The Chinese of The World In The Gourd--Hu Zhong Tian Di is 壶中天地.
Huan Qing and Fei Chang-Fan
He was said to have had "the power of shrinking and collecting in an urn
mountains and streams, birds and animals, people, pavilions, terraces,
and buildings, boats and carriages, trees and rivers."
Fei Chang Fang was a legendary taoist and pharmacist in the Eastern Han dynasty.
Before he became a taoist, Fei Chang Fang was a petty officer in change
of a city market. One day, an old man with a gourd (which was called Hu
and often used as a container for wine or medicine by ancient Chinese)
sold herbs in the market, and when the darkness closed down, the old man
put his gourd on the floor, and slipped into the gourd to sleep. No
people but Fei Chang Fang saw this. He confronted the old man who
introduced himself as an immortal punished down to the earth for a
mistake and invited Fei Chang Fang to a feast the following day.
The next day, Fei Chang Fang was allowed to enter inside the magical
gourd where there were a realm with a sun, a moon, stars, a blue sky,
earth, mountains, woods and grasslands, flowers, temples and palaces.
The old man called this realm "the world in the gourd" and called
himself Gourd Elder (Hu Gong, 壶公). They feasted and drank from a wine
vessel that did not empty. The old man said his punishment was now
finished and urged Fei to follow him in search of the Dao.
Both of them entered into the depths of a mountain and, after several
tests, Fei Jiang Fang became a taoist and pharmacist famous for his
power over demons and for curing sicknesses.
Now the idiom of The World In The Gourd--Hu Zhong Tian Di is used to
describe a Taoist heaven, or a beautiful place that is beyond the dusty
everyday world.
Seekers after medicinal herbs go into the heart of the mountains
equipped with a staff to which they have attached a protective talisman,
consisting of a picture of the sacred mountains, along with a little
gourd intended to hold the fruits of their journey.
Now, in tales from the East, the market theme has been used as a
meeting place for adepts and spirits.
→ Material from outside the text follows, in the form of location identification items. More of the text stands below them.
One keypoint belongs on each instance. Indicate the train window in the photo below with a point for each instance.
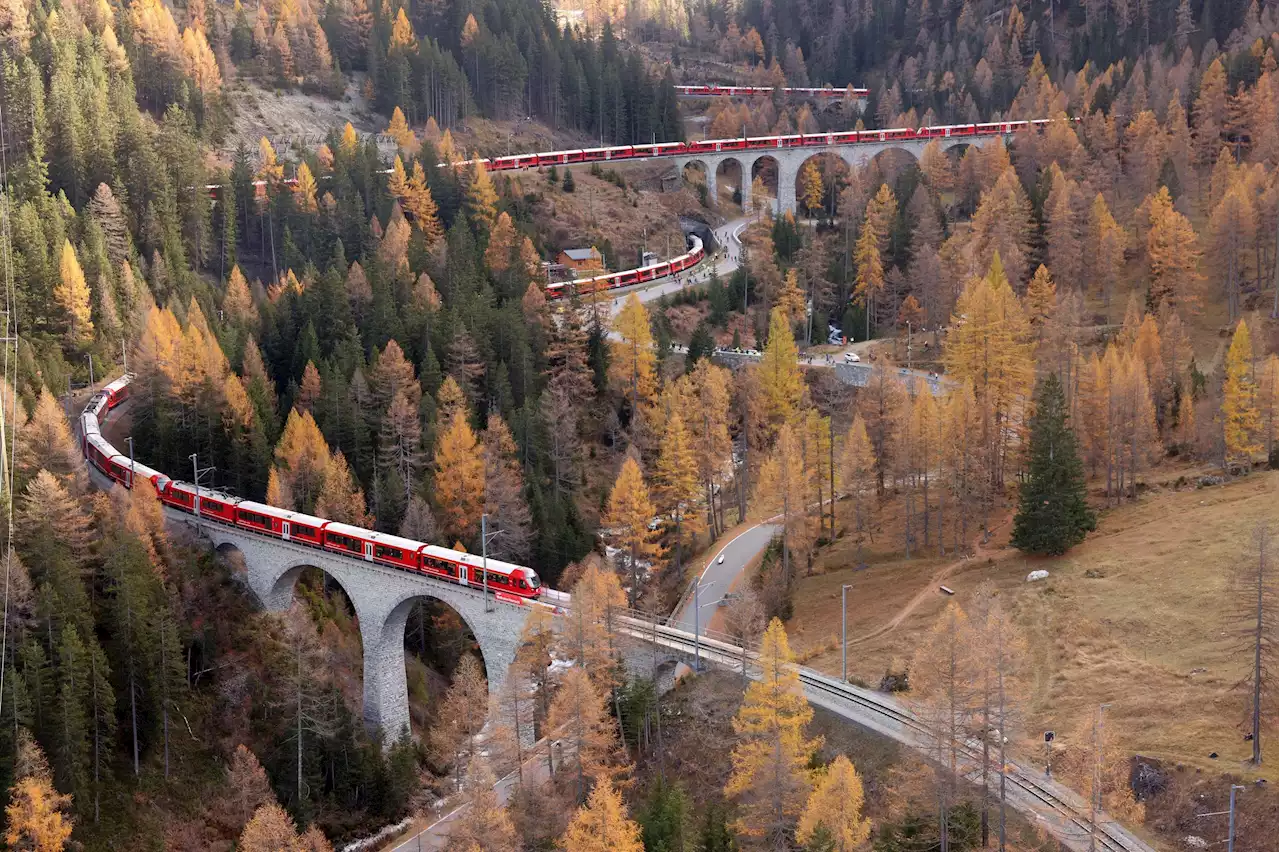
(346, 543)
(439, 564)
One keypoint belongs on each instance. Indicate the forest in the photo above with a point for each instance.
(366, 338)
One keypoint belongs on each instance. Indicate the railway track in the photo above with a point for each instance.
(1047, 804)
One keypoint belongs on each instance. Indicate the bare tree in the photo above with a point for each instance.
(744, 619)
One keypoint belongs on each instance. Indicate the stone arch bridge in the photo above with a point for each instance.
(791, 160)
(383, 599)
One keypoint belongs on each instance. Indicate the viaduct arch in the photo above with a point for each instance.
(791, 160)
(383, 599)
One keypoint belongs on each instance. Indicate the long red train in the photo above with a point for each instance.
(750, 91)
(507, 581)
(629, 276)
(611, 154)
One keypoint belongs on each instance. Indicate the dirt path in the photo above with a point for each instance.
(979, 549)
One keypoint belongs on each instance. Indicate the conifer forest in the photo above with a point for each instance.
(1000, 415)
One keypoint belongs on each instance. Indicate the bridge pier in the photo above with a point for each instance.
(791, 160)
(383, 599)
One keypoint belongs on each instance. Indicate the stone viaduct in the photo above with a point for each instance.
(383, 599)
(791, 160)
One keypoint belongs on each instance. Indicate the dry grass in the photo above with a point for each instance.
(1151, 630)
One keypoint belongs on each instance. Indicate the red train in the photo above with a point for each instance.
(749, 91)
(629, 276)
(748, 143)
(508, 581)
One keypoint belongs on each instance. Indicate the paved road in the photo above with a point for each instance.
(717, 578)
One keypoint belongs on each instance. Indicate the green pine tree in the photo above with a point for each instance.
(700, 346)
(1052, 516)
(716, 836)
(664, 819)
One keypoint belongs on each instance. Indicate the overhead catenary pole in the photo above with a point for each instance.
(1096, 797)
(195, 479)
(484, 558)
(844, 635)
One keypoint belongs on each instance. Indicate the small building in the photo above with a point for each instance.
(581, 260)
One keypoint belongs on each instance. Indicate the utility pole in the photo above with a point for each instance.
(195, 479)
(1096, 798)
(1230, 819)
(844, 636)
(485, 537)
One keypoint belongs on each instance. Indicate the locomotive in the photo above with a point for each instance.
(510, 582)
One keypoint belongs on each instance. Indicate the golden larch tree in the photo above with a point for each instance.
(1240, 420)
(458, 479)
(626, 523)
(397, 184)
(305, 189)
(579, 715)
(1040, 298)
(45, 441)
(398, 128)
(481, 200)
(782, 486)
(502, 239)
(73, 297)
(238, 302)
(676, 488)
(37, 814)
(301, 459)
(942, 683)
(310, 389)
(1233, 228)
(791, 298)
(1173, 257)
(1104, 250)
(421, 206)
(460, 718)
(988, 346)
(869, 269)
(634, 363)
(769, 781)
(810, 187)
(602, 825)
(858, 472)
(341, 498)
(1269, 402)
(780, 371)
(837, 805)
(598, 600)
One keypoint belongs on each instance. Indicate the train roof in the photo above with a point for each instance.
(206, 494)
(101, 445)
(119, 383)
(379, 537)
(287, 514)
(471, 559)
(144, 470)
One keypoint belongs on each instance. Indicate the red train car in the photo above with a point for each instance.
(282, 523)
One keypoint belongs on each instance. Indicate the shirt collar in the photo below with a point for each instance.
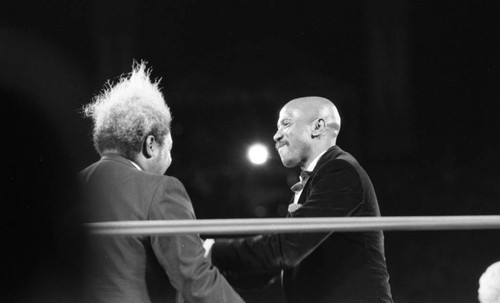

Other hu-kung ("Gourd Elders")
besides Fei Jiang-fang are mentioned in Daoist alchemical lore through
the centuries. Another version of this story from the late third
century indicates that the old man magically appeared to Fei, coming
from "far countries" inhabited by barbarians, monsters, demons, and
spirit.
Inside the hu vessel one only saw a world full of palaces of
the immortals.
The banished immortal herb seller replaces his home Isles of the
Blessed -- which have all the treasures of the mountain there contained
-- with his gourd, which also includes these treasures in their
entirety.
The gourd is the container for drinks and herbs,
concentrating in this little place the essential powers of a remote and
isolated mountain. The narrowed opening or gate through which the adept
passes with some difficulty opens into another world, closed off and
completely sufficient to itself.
This paradisiacal, perfect, happy place
is far from this vulgar world, just like the miniature gardens that
play the same role for those who cultivate them.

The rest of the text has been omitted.